A robust rollback strategy is essential. If issues are detected after switching traffic to the Green environment, you need to be able to quickly revert to the Blue environment.

Implementing Rollback

  • Revert Ingress: The simplest rollback is to switch the Ingress back to point to the Blue service. This can be triggered manually or via a separate Cloud Build job.
  • Rollback Deployment: If the issue is with the application code itself, you can trigger a rollback of the Green deployment to a previous known-good version. GKE Deployments support rollbacks.
  • Database Rollback: This is the most complex. If migrations were applied, rolling back the database schema can be challenging. This is why backward-compatible migrations are preferred.

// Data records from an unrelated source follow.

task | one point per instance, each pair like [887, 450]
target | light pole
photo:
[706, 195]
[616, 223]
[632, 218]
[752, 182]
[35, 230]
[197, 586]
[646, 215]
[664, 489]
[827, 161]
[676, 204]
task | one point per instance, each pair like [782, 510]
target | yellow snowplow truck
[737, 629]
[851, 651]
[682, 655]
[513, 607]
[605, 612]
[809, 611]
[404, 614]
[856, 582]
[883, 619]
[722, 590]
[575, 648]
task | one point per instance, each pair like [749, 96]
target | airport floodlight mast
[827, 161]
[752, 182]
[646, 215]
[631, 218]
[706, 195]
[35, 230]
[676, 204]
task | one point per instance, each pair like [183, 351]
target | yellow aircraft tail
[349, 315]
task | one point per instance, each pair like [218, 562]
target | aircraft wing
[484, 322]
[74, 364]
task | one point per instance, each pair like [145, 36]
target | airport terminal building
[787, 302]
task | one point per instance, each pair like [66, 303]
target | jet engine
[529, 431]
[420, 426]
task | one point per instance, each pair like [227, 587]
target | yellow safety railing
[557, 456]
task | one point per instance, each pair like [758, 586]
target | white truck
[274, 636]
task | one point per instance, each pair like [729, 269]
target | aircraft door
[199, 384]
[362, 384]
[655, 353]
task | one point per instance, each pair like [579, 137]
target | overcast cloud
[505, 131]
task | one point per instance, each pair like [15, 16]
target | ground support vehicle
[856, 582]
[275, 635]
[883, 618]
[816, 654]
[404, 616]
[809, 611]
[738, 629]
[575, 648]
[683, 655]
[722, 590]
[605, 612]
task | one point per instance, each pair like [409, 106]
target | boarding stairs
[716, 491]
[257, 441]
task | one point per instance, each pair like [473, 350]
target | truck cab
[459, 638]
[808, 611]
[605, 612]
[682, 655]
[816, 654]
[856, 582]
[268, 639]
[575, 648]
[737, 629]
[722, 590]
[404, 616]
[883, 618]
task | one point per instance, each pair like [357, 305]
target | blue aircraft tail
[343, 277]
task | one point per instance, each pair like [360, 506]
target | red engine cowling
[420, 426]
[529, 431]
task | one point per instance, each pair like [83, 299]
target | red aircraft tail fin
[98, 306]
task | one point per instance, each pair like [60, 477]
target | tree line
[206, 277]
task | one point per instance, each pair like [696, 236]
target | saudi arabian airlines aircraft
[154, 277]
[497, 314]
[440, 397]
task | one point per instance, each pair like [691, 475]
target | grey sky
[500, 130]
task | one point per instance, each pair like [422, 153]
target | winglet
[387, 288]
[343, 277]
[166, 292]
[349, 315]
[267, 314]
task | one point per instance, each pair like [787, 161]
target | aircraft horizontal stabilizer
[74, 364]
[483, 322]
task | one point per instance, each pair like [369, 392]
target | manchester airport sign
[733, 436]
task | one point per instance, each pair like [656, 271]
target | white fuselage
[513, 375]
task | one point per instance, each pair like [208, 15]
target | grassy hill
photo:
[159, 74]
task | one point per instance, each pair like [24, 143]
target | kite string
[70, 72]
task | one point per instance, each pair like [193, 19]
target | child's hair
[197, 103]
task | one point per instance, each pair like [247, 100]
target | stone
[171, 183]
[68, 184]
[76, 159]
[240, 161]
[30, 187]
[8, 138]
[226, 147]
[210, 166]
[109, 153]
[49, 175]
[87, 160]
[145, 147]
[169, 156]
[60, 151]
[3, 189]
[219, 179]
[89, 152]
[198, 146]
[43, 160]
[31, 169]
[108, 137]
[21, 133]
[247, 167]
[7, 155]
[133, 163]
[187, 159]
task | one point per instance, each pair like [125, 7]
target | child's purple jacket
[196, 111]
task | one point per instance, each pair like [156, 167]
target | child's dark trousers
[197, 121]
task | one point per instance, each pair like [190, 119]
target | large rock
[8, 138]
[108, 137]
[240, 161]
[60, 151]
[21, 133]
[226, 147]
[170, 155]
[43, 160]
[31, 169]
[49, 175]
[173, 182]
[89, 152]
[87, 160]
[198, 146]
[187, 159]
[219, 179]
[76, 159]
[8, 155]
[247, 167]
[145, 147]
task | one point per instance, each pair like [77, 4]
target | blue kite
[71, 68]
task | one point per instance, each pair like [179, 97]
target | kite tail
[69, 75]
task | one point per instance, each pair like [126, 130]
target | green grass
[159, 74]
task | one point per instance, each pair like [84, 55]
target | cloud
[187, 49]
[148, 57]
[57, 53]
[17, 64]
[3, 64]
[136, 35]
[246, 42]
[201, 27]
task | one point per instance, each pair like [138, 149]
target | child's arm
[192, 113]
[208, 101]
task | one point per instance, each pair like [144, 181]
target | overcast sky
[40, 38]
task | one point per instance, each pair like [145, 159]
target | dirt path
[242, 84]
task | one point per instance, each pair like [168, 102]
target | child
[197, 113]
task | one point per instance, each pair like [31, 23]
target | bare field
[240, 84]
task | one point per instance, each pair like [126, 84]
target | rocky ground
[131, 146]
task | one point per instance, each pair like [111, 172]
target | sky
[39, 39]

To rollback the Ingress, you would execute a command similar to the traffic switching step, but pointing back to the Blue service:

# Example rollback command (to be run manually or via a rollback pipeline)
kubectl patch ingress laravel-app-ingress --patch '{"spec":{"defaultBackend":{"service":{"name":"laravel-app-blue-service"}}}}' --type merge

Advanced Considerations and Optimizations

  • Canary Deployments: Instead of a full switch, gradually shift a small percentage of traffic to the new version. This can be managed by GKE’s built-in traffic splitting for Services or by advanced Ingress controllers.
  • Automated Health Checks: Implement comprehensive health check endpoints in your Laravel application and configure GKE/Load Balancer health checks to automatically detect and route away from unhealthy instances.
  • Immutable Infrastructure: Treat your deployments as immutable. Avoid making changes to running containers.
  • Infrastructure as Code (IaC): Manage your GKE resources, Ingress, and Load Balancers using tools like Terraform or Pulumi for better consistency and repeatability.
  • Monitoring and Alerting: Set up robust monitoring (e.g., Prometheus, Grafana, Google Cloud’s operations suite) to detect anomalies during and after deployment.
  • Database Schema Migration Tools: For complex scenarios, consider specialized tools that support online schema changes or blue-green database deployments.

Implementing a zero-downtime Blue-Green deployment pipeline requires careful planning and execution, especially around database management and traffic switching. By leveraging GKE, Cloud Build, and Cloud Load Balancing, you can build a robust and automated deployment process for your Laravel applications on Google Cloud.